La dichiarazione del ministro Roberto Cingolani è molto chiara: «Non si tratta di trivellare di più, ma di usare di più i giacimenti che ci sono già, che sono chiusi e che possono essere riaperti in un anno». E’ una decisione di buon senso: l’aumento del costo del gas, oltre a pesare sulle economie delle famiglie, rischia anche di sottrarre risorse alla transizione energetica, quindi al processo che ci dovrà portare alla decarbonizzazione e all’utilizzo solo di fonti “pulite” nei tempio fissati dall’Ue. Ha senso quindi risparmiare nelle importazioni utilizzando il “nostro gas”. E bisogna farlo il prima possibile.
I tempi sono stretti e servono soluzioni strutturali che permettano di risolvere la questione: i 3,8 miliardi stanziati dal governo contro il caro bollette, che dovranno essere per forza confermati nel 2022 se la situazione del mercato del gas non tornerà alla normalità, sono ovviamente una soluzione contingente che alla fine penalizza le casse dello stato. Insomma, per aiutare i cittadini si utilizzano risorse dei cittadini. Sarebbe invece una soluzione strutturale ripristinare le autorizzazioni al prelievo di metano nei giacimenti italiani ora inutilizzati dopo che il governo Conte 1, tre anni fa con il Pitesai, ha decretato una moratoria dell’attività di estrazione. L’Eni sarebbe pronta a partire: già il 17 gennaio 2018 a Ravenna presentò un piano industriale che prevedeva di aumentare i prelievi di metano in Alto Adriatico dai 2,8 miliardi di metri cubi all’anno di allora a oltre 4 miliardi di metri cubi.

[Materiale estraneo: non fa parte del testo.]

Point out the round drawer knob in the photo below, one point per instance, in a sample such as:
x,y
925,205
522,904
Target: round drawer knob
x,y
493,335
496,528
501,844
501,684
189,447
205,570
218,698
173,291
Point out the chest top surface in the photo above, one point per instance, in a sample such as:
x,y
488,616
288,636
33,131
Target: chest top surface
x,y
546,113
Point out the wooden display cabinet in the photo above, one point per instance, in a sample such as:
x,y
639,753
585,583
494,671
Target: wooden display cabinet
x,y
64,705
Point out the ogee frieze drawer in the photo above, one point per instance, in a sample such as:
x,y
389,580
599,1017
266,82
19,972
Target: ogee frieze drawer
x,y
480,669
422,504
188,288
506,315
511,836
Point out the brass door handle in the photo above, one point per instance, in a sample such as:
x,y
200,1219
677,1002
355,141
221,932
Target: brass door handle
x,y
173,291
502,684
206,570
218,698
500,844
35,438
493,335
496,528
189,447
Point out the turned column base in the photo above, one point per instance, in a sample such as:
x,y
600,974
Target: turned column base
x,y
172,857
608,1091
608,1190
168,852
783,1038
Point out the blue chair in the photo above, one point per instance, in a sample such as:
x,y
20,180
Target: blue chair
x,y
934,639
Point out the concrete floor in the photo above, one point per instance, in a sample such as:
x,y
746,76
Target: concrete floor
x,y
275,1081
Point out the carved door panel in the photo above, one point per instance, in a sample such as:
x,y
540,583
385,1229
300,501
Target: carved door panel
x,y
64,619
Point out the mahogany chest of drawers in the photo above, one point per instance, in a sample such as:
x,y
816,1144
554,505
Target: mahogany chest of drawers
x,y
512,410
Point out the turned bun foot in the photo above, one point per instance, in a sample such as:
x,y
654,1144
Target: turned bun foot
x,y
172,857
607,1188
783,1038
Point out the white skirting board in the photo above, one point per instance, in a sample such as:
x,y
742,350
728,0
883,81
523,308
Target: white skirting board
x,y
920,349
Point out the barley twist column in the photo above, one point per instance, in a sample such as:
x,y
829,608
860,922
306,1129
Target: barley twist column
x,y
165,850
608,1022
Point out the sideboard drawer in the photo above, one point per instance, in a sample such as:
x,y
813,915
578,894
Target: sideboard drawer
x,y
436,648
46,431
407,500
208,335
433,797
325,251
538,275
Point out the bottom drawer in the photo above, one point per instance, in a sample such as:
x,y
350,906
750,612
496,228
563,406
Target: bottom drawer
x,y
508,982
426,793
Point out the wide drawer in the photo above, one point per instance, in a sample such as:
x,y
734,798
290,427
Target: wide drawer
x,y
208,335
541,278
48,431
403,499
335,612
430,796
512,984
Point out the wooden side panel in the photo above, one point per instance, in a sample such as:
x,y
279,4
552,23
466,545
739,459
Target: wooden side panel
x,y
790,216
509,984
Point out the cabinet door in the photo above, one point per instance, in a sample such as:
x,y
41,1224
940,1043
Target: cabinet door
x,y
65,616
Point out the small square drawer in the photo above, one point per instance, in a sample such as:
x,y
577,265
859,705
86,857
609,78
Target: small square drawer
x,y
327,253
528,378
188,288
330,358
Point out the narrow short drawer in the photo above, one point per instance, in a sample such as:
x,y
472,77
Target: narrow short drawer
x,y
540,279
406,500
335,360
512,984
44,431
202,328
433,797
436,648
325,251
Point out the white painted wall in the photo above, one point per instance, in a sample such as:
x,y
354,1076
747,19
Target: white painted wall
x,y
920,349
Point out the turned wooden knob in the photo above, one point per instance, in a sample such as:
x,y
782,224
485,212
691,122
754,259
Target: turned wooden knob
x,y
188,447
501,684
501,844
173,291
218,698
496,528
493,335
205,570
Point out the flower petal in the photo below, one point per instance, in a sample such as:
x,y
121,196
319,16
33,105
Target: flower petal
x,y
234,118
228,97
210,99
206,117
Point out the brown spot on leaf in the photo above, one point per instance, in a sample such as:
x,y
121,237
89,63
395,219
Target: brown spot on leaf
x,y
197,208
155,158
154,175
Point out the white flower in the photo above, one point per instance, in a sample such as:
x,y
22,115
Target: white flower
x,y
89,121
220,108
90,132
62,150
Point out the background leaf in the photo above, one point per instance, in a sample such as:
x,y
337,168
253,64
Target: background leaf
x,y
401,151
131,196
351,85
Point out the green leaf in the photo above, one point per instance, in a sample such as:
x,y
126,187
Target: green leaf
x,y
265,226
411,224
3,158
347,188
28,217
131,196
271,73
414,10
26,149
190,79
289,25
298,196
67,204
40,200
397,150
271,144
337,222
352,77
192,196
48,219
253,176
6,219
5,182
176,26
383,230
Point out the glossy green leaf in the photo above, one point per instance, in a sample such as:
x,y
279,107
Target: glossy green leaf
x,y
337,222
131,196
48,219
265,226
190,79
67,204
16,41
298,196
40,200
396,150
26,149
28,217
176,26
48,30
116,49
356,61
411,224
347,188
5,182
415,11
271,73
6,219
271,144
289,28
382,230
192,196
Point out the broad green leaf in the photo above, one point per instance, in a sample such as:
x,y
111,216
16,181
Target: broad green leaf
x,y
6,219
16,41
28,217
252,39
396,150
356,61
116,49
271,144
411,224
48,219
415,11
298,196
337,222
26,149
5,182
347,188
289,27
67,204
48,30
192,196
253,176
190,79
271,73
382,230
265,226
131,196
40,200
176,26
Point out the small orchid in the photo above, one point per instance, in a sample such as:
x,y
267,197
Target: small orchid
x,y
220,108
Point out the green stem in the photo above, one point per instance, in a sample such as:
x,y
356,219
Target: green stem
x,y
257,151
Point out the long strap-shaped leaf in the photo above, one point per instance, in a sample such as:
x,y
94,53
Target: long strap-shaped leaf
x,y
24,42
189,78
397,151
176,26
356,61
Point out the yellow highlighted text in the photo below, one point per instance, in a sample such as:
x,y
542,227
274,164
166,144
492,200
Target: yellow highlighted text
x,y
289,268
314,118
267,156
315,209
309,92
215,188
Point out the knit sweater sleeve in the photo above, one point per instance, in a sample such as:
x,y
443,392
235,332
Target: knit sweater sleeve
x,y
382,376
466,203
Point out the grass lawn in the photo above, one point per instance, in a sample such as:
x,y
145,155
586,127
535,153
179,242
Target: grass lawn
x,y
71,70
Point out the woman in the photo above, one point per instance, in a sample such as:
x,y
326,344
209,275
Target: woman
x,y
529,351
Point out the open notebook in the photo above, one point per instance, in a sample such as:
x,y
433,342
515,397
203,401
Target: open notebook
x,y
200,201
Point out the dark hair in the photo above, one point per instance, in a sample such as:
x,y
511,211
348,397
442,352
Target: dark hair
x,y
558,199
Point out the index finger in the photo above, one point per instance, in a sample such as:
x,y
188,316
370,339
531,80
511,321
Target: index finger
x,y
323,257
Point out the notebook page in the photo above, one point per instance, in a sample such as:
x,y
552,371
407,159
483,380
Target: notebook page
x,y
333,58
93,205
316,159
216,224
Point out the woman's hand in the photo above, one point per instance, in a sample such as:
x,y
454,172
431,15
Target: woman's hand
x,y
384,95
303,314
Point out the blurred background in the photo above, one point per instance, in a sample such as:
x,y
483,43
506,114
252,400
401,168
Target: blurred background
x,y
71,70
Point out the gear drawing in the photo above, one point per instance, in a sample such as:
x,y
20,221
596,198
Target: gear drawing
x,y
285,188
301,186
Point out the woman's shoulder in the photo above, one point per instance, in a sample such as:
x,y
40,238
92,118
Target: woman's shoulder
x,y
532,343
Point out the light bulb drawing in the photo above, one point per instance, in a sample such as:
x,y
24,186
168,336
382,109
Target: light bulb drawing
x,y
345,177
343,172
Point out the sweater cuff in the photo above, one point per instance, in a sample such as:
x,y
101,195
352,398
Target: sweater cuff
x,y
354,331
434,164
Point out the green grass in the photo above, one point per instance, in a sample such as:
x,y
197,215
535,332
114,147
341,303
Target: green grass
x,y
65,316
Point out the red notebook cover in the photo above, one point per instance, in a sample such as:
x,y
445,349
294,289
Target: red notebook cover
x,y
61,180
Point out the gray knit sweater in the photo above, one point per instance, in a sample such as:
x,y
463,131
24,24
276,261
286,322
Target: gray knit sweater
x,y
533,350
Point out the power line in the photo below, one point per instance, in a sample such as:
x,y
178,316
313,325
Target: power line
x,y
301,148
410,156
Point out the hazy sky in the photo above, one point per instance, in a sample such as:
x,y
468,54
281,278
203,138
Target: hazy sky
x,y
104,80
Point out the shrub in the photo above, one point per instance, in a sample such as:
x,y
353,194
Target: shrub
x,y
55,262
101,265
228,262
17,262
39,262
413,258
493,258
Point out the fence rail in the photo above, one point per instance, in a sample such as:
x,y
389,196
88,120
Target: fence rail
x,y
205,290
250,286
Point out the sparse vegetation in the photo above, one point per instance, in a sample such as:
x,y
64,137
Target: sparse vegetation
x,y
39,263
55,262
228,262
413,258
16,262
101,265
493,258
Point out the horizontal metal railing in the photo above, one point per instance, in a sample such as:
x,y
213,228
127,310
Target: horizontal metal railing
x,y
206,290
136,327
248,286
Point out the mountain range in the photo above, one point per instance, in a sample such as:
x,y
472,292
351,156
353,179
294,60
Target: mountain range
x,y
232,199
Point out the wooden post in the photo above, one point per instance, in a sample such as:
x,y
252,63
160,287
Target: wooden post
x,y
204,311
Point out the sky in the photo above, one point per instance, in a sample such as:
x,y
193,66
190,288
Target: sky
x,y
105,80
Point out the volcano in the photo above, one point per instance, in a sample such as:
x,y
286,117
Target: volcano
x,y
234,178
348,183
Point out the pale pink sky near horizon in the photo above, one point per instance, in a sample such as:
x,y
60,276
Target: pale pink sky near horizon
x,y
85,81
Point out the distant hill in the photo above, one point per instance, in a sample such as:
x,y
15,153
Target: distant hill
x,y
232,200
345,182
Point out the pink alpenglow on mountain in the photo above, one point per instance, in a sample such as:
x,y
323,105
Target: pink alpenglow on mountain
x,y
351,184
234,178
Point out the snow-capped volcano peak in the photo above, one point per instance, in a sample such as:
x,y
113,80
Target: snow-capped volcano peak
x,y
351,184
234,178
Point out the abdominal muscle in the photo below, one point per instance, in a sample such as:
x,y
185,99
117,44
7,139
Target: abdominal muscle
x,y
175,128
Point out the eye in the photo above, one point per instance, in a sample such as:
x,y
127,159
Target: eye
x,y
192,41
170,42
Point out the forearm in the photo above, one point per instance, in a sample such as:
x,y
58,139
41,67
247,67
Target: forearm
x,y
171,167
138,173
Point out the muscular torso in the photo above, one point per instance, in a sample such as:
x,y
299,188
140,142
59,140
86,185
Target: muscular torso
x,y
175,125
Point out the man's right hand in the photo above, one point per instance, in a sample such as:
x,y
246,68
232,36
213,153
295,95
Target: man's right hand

Per capire quale sarebbe l’impatto basta ricordare quanto diversi analisti hanno sottolineato, e cioè che un effetto virtuoso sui prezzi lo otteniamo anche solo grazie alla diversificazione di fornitura dei 5 miliardi di metri cubi di gas che importiamo utilizzando la Trans adriatic pipeline (Tap).
Quale sarebbe il primo passo per ripartire con la produzione di gas italiano? Il rilancio del Distretto Centro Settentrionale su cui, appunto, Eni ha già pronto un piano di investimenti superiore ai 2 miliardi e che è già sostenuto da un processo di ricerca e sviluppo di reprocessing 3D su 10.000 chilometri quadrati dell’Adriatico. Eni possiede tecnologie all’avanguardia per l’esplorazione dei pozzi di gas, a cominciare dal Green Data Center, il centro di super calcolo che ha permesso di scoprire il megagiacimento di Zohr in Egitto. Insomma, un primo obiettivo alla nostra portata è realizzare il programma Eni Upstream. Inoltre consoliderebbe il suo ruolo di attore geopolitico, che è già rilevante, confermando l’Italia di fatto tra i player mondiali che stanno giocando il risiko del ventunesimo secolo, la “guerra fredda del gas”.